"Hello there the angel from my nightmare
The shadow in the background of the morgue
The unsuspecting victim of darkness in the valley
We can live like Jack and Sally if we want
Where you can always find me
And we'll have Halloween on Christmas
And in the night we'll wish this never ends
We'll wish this never ends..."
I don't know how long its been. I've lost track after 8 months. 8 fucking months. Since I've kissed her, felt her soft tinted skin, ran my fingers through her silky raven hair. Maybe she's found another guy, someone who actually can give her anything she wants.
My insomniac nights have only gotten worse, funny how I don't even remember the last time I slept. Days? Weeks? Months? Who the hell knows. I stopped sleeping because she always finds a way to get into my dreams. She's the angel from my nightmare, but not all angels do good...
"Where are you and I'm so sorry
I cannot sleep I cannot dream tonight
I need somebody and always
This sick strange darkness
Comes creeping on so haunting every time
And as I stared I counted
The Webs from all the spiders
Catching things and eating their insides
Like indecision to call you
and hear your voice of treason
Will you come home and stop the pain tonight
Stop this pain tonight..."
Pain. That's all I ever feel now. There's nothing that can stop it. My bed feels so much bigger without him, the stars look much more dimmer than before, my apartment feels so much roomier now, but my heart feels so much emptier...
The day he left replays over and over again in my head as if mocking my pain. I miss him so much that I don't even remember what the fight we had that night was about, all I remember is him turning around and staring back at me with those dark forest green eyes before shutting the door.
I try to resume my life as if nothing ever happened but its difficult. I've tried going to bars or get-togethers to get to meet other intelligent intellectuals but they're not HIM. It's become a habit of mine to stare at my cell phone, wanting to call him and hear his voice, telling him to come home and stop this pain tonite...
"Don't waste your time on me.
You're already the voice inside my head.
(I miss you, miss you)
Don't waste your time on me.
You're already the voice inside my head.
(I miss you, miss you)"
Friday night. We use to do a lot of things on this particular night. Whether it was going to a party, staying home and watching movies, or renting a hotel room and making love all night till the sun comes up. But tonight I was invited by my brothers to go to a party thrown by one of Brick's close friends. I didn't want to go but Boomer suggested it was time to "let go." Hmmph, the time I let go of her is the time I'm lying on my death bed.
When we finally reached the party, it was already getting wild. People grinding against others to the beat of the music. I swiftly tried to get through the crowd but not without feeling some girls hands griping my arms as if trying to pull me back. They weren't ugly, but they weren't her. I knew I should've stayed home, I thought.
Finally after passing through the massive crowd, I found myself standing in front of the bar. Drinking hasn't always been frequency in my life, but since recently it sort of pushes my memories of her to the back of my mind for a while. Five shots of tequila later, I felt myself starting to relax. For the first time in months, I didn't feel that emptiness. That pain. Until I turned around.
"Don't waste your time on me.
You're already the voice inside my head.
(I miss you, miss you)
Don't waste your time on me.
You're already the voice inside my head."
My sisters forced me to finally get out the house and to 'live a little.' Wow. How ironic. I use to be the one to tell THEM that, but now the tables have turned. When we got to the party, I could already tell it was going to be hell for me.
Last time I went out was with him, God I still remember that night. The night where we got so wasted that we barely made it to his house and we had sex most of the night until we passed out. Sounds pretty fucked up but hey, I'm not going to lie. Everytime I think of him, it feels like a knife going through my chest.
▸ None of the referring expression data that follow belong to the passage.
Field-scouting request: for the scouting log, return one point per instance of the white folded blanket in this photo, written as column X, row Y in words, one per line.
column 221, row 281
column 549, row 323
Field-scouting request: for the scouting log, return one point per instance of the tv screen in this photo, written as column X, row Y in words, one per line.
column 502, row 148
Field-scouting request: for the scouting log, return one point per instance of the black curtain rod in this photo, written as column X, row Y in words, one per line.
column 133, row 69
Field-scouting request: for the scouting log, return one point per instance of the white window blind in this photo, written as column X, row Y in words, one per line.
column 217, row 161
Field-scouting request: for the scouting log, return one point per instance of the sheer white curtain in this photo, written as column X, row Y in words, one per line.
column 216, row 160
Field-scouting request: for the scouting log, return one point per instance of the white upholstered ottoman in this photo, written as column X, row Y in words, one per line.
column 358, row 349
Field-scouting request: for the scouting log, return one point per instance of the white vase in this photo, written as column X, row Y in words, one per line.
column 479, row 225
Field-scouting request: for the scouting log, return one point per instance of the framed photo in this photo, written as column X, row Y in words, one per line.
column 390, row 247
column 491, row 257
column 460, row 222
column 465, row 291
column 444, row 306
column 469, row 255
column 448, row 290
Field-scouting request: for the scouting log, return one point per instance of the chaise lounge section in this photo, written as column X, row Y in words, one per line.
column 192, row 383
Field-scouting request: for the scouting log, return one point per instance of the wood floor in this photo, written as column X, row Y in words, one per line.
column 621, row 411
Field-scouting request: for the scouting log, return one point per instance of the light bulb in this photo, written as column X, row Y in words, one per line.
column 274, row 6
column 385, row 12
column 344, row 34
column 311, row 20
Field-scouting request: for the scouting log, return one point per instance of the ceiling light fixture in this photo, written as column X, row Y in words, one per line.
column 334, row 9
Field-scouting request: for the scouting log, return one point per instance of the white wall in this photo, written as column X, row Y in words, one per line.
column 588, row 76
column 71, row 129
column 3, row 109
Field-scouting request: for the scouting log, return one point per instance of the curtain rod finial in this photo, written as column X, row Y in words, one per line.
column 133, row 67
I walked past the crowd until I stopped at a table where this guy was doing like 10 damn tequila shots all at once. The only person I knew that could do that also was him.
Then it happened.
He turned around and I made direct eye contact with him. Those exact forest green eyes I use to look at every day I wake up, and every night I went to sleep. No words were being said though, it was as if our eyes were the ones doing the talking.
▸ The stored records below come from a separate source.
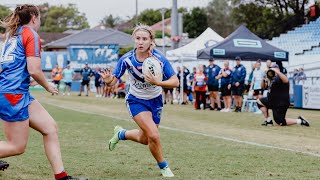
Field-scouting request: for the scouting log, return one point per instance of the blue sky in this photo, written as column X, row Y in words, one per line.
column 95, row 10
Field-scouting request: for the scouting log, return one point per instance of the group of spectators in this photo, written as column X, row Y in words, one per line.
column 67, row 75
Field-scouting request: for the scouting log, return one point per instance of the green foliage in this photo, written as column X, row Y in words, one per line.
column 151, row 16
column 158, row 34
column 61, row 18
column 219, row 17
column 195, row 22
column 110, row 22
column 4, row 12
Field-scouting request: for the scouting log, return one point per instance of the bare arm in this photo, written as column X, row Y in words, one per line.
column 172, row 82
column 35, row 71
column 283, row 77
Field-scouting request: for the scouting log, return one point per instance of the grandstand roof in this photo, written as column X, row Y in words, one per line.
column 245, row 44
column 93, row 36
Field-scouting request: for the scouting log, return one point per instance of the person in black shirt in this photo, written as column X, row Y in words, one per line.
column 86, row 74
column 278, row 100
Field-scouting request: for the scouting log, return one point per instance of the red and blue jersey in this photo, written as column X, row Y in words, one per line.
column 14, row 77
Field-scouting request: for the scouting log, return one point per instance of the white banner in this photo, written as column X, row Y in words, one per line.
column 311, row 96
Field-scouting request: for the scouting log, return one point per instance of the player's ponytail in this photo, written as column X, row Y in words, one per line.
column 20, row 16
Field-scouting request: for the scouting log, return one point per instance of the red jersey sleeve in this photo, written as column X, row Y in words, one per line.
column 31, row 42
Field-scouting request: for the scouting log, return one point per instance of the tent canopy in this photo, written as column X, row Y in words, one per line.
column 245, row 44
column 189, row 51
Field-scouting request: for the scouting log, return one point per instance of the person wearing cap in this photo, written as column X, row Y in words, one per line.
column 56, row 75
column 68, row 75
column 237, row 82
column 257, row 78
column 213, row 84
column 86, row 74
column 278, row 100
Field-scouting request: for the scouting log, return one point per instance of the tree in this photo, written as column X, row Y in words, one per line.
column 61, row 18
column 195, row 22
column 219, row 16
column 4, row 12
column 110, row 22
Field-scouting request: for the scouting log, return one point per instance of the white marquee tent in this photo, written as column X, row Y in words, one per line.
column 189, row 52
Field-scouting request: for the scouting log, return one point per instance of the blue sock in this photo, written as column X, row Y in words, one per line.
column 122, row 135
column 163, row 164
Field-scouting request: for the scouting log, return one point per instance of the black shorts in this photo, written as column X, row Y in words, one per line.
column 68, row 84
column 237, row 91
column 166, row 90
column 213, row 87
column 97, row 84
column 85, row 82
column 56, row 82
column 225, row 91
column 258, row 92
column 279, row 112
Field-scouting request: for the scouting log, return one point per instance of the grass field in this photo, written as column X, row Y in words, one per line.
column 197, row 144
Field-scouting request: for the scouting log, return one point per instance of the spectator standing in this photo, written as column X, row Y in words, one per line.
column 86, row 74
column 238, row 77
column 213, row 84
column 68, row 75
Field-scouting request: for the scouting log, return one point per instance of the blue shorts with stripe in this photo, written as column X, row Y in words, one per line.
column 136, row 106
column 14, row 107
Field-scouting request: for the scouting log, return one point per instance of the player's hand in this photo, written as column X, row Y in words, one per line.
column 276, row 70
column 33, row 82
column 52, row 88
column 152, row 45
column 151, row 79
column 106, row 76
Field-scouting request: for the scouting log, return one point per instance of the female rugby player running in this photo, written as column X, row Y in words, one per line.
column 144, row 100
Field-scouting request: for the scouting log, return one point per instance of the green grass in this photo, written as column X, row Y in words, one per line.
column 84, row 137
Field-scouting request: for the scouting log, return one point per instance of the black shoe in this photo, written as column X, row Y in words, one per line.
column 3, row 165
column 304, row 122
column 72, row 178
column 266, row 123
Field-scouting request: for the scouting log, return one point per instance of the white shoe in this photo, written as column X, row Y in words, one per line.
column 166, row 172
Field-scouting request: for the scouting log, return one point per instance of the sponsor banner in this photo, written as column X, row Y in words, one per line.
column 311, row 96
column 250, row 43
column 219, row 52
column 280, row 55
column 50, row 59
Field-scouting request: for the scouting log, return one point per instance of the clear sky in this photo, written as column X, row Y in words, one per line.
column 95, row 10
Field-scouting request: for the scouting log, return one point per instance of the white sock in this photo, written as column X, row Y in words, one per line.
column 269, row 119
column 298, row 121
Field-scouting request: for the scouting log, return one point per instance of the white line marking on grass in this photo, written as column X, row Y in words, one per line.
column 192, row 132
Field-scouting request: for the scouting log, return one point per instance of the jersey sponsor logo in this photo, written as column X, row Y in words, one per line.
column 7, row 56
column 142, row 85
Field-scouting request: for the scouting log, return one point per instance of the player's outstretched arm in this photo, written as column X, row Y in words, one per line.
column 172, row 82
column 35, row 71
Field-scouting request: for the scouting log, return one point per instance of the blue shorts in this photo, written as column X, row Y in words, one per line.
column 14, row 107
column 136, row 106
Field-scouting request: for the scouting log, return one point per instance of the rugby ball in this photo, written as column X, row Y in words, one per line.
column 151, row 66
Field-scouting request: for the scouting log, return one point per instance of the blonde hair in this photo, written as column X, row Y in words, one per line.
column 146, row 28
column 20, row 16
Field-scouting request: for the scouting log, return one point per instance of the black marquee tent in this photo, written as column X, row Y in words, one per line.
column 245, row 44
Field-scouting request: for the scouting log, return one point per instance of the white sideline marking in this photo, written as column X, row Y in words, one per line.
column 192, row 132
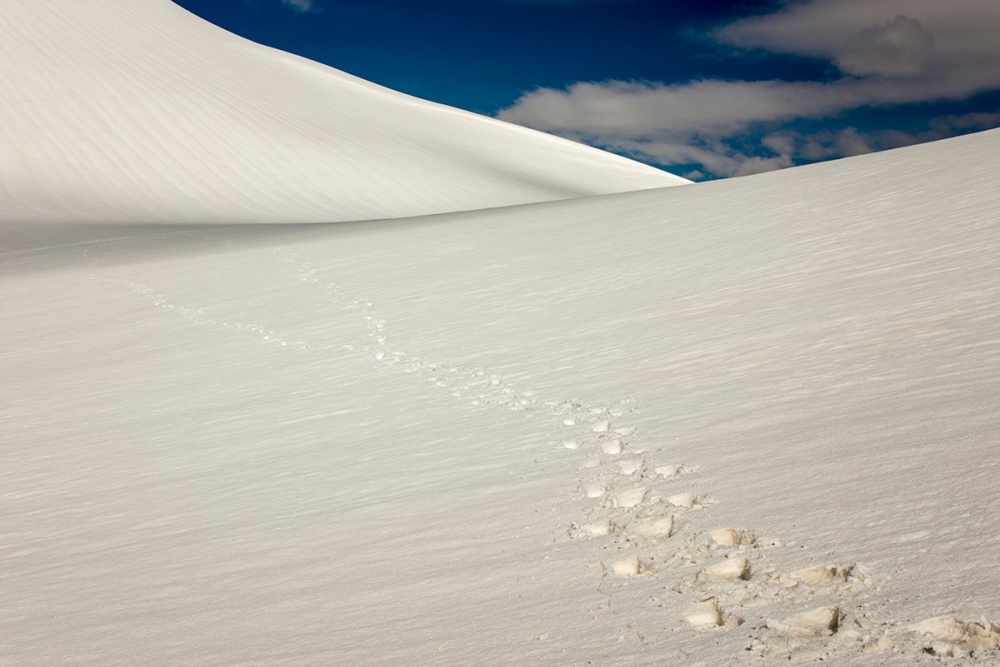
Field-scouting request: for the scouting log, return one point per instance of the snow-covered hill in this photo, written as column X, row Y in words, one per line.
column 139, row 111
column 513, row 436
column 736, row 423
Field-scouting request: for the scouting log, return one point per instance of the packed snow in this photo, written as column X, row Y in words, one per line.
column 141, row 111
column 733, row 423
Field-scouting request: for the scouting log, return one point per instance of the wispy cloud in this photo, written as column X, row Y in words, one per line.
column 300, row 6
column 889, row 52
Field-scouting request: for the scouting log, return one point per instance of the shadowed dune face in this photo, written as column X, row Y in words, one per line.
column 143, row 112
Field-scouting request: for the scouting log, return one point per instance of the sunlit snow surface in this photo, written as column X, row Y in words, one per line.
column 730, row 423
column 399, row 442
column 114, row 111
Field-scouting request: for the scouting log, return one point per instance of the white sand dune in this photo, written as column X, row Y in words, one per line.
column 140, row 111
column 737, row 423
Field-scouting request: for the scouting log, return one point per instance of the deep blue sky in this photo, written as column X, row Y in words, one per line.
column 704, row 89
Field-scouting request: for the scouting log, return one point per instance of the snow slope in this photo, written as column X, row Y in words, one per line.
column 517, row 436
column 117, row 111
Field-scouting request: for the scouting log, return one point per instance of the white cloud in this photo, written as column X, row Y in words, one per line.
column 890, row 52
column 300, row 5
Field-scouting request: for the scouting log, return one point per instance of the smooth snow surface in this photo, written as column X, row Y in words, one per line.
column 125, row 111
column 735, row 423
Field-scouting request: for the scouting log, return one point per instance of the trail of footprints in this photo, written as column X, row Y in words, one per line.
column 638, row 507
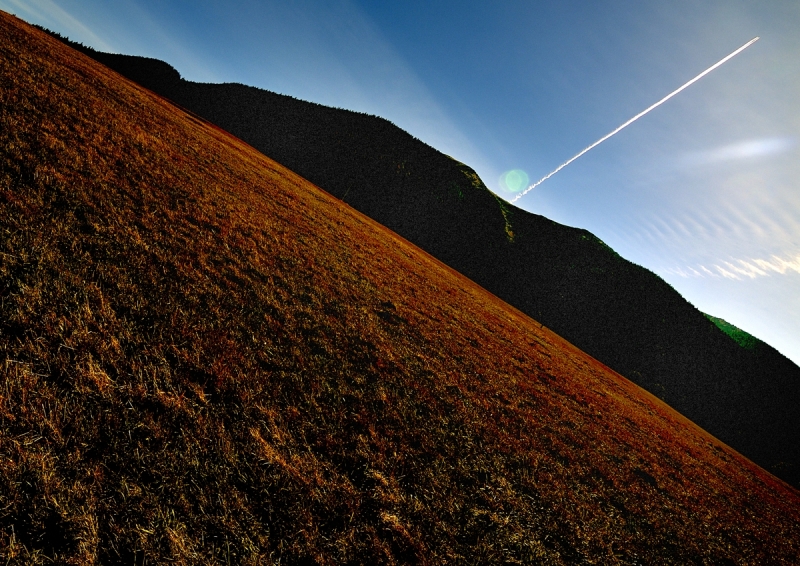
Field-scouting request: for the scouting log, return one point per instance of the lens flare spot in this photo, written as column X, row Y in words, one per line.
column 514, row 181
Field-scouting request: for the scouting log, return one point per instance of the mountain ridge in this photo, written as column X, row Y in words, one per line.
column 206, row 359
column 620, row 313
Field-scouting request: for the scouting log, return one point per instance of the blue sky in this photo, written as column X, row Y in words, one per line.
column 704, row 190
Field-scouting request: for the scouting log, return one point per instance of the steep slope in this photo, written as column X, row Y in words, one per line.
column 206, row 359
column 616, row 311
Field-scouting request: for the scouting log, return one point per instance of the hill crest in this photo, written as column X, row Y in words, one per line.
column 206, row 358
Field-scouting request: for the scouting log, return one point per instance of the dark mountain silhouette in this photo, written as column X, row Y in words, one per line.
column 566, row 278
column 205, row 359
"Don't waste your time on me.
You're already the voice inside my head.
(I miss you, miss you)
Don't waste your time on me.
You're already the voice inside my head.
(I miss you, miss you)"
They just stared at eachother. As if they dared to break contact, their life's would end.
"Butch."
"Buttercup."
From those two words being said from eachother, they embraced one another and kissed. It was full of passion and love, yet so wild and fierce. As they pulled apart, he holding on to her waist and she wrapping her arms around his neck, they both said the same words. The words that described their exact emotions during the last few months. Their pride being pushed aside to share those three words that meant so much, yet they were so little and sounded so meaningless...
"I miss you."
I guess sometimes you don't have to be so closed minded.